Capturing the Perfect Reference Genome
Andrew S. Wiecek
So in an attempt to improve the reference sequence for their community, Hassanin and his colleagues have decided to try adding a new link to each accession number in the nucleotide database, which they call “external expertise:” that is, continual updates by non-anonymous searchers validate good-quality data or point out problems with a particular sequence.

But Gaudet is not so sure that these comments on the data quality will be prominent enough. “It's interesting, but you have to kind of happen chance on it,” she says.“It's not indexed anywhere, so it's kind of a dead-end way to handle this.” The challenge, she says, is to make such evaluations more powerful than just a comment.

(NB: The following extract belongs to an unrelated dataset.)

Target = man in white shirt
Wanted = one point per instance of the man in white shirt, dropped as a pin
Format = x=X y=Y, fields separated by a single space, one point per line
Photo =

There's always going to be imperfect, unannotated data, so Gaudet believes that biocurators will need some way to represent the quality of the sequence, assembly, and annotation in the future. She suggests that, after enough data is compiled, it may be possible to create a confidence index to assess the quality of a new submission. “I haven't seen anyone do this yet,” says Gaudet. “There's a lot of poorly sequenced, poorly annotated data out there, so we're going to need to have a way to prove this a lot better than we do right now.”

And in the case of the goat genome, it is not clear if the community will be large enough to support the depositing and annotation of the genomic sequences in RefSeq. But there is some hope on the horizon; as the total cost of sequencing continues to drop, coverage of these now-outlier organisms will expand, hopefully providing even better quality references in the future.